As of preparation, I have to say that it is almost as if you are making brownie, but this one requires longer baking on lower temperature.
Preparation takes just about 20 minutes, so it’s actually pretty quick to make, if you don’t count the baking time.
Once baked you can top it with any of your favorite frosting. I love the chocolate buttercream frosting, but it involves having softened butter on hands. Sometimes I just forget to take the butter out of the fridge the day before, which is a bit frustrating. In such situations I usually go for this quick and easy whipped chocolate frosting.
Ingredients for the cake:
190 grams (6,7 oz) butter
150 grams (5,3 oz) chocolate
20 grams (0,70 oz) cocoa powder
1 teaspoon instant coffee granules
300 grams (10,5 oz) sugar
200 ml. (7 fl oz) milk
1 teaspoon vanilla extract
2 tablespoons baileys
200 grams (7 oz) flour
1 teaspoon baking powder
2 large eggs, lightly beaten
80 grams (3 oz) dark chocolate (60%), melted and cooled to room temperature
2 tablespoons baileys
125 grams (4,5 oz) butter, at room temperature
85 grams (3 oz) powdered sugar
To make the cake:
Preheat your oven to 170C (340F). Grease an 8-inch springform and line with parchment paper.

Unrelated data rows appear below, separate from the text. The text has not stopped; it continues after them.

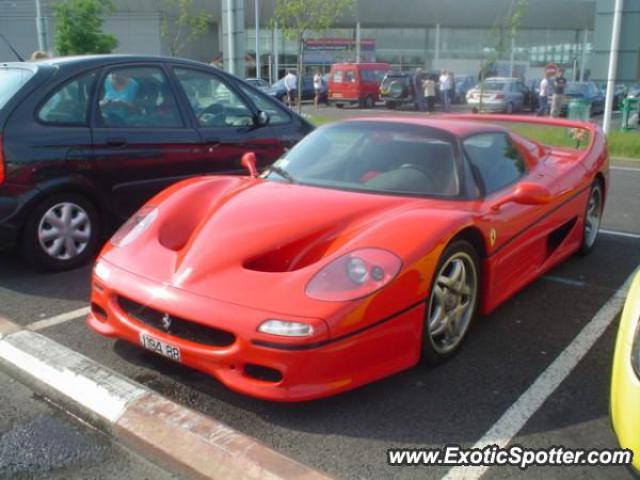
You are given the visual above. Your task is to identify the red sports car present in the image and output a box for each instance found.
[88,116,608,401]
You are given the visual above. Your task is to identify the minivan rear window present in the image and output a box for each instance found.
[0,67,33,109]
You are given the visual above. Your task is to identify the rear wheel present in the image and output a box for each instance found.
[578,180,604,255]
[22,193,100,270]
[422,240,480,364]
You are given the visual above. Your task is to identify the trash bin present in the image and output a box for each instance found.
[567,98,591,122]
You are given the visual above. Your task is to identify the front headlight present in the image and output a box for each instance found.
[258,320,313,337]
[306,248,402,302]
[111,205,158,247]
[631,319,640,378]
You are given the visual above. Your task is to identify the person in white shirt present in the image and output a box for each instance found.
[439,70,451,112]
[284,70,298,107]
[536,73,551,117]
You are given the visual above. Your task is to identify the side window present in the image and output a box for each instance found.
[38,72,96,126]
[175,68,253,127]
[98,67,182,128]
[463,133,526,195]
[240,85,291,125]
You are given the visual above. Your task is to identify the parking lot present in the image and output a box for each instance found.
[0,156,640,478]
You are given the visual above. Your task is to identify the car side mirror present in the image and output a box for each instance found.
[240,152,258,178]
[255,110,271,127]
[491,183,551,212]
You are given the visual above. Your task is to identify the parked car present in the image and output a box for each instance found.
[380,72,414,109]
[560,82,605,116]
[609,272,640,477]
[467,77,534,113]
[244,78,270,91]
[328,63,389,108]
[454,75,477,103]
[88,115,609,401]
[265,75,328,103]
[0,55,313,269]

In a large saucepan add butter, chocolate, cocoa powder, coffee, sugar, milk, baileys and vanilla extract. Cook over medium temperature until chocolate, butter and sugar melt and you have a nice smooth mixture. Set aside to cool off a bit.
In the meantime combine flour and baking powder in another bowl and stir to distribute the baking powder evenly.
Add flour to the chocolate mixture and stir gently with a rubber spatula to combine. Add eggs, one by one, stirring after each egg.
Pour mixture into prepared springform and bake for about 60 minutes. If you see that top of the cake is cracking soon after you put in the oven, just lower the temperature to 160C (320F) and continue baking.
Check if cake is ready by inserting a toothpick in the center. It should come out clean but without crumbs. This cake should be moist on the inside with a nice crust on the outside.
Let cake cool to room temperature.
In the meantime prepare the chocolate buttercream:
Melt chocolate and let cool to room temperature as you stir it occasionally.
In the meantime beat butter and sugar in a large bowl until light and fluffy. Add a pinch of salt, cooled chocolate and baileys, and beat for a minute or so to combine.
Assembling the cake:
Even the top of the cake layer by cutting out the dome. Place the cake on a large platter and spread the buttercream on top. Cover the sides if you like.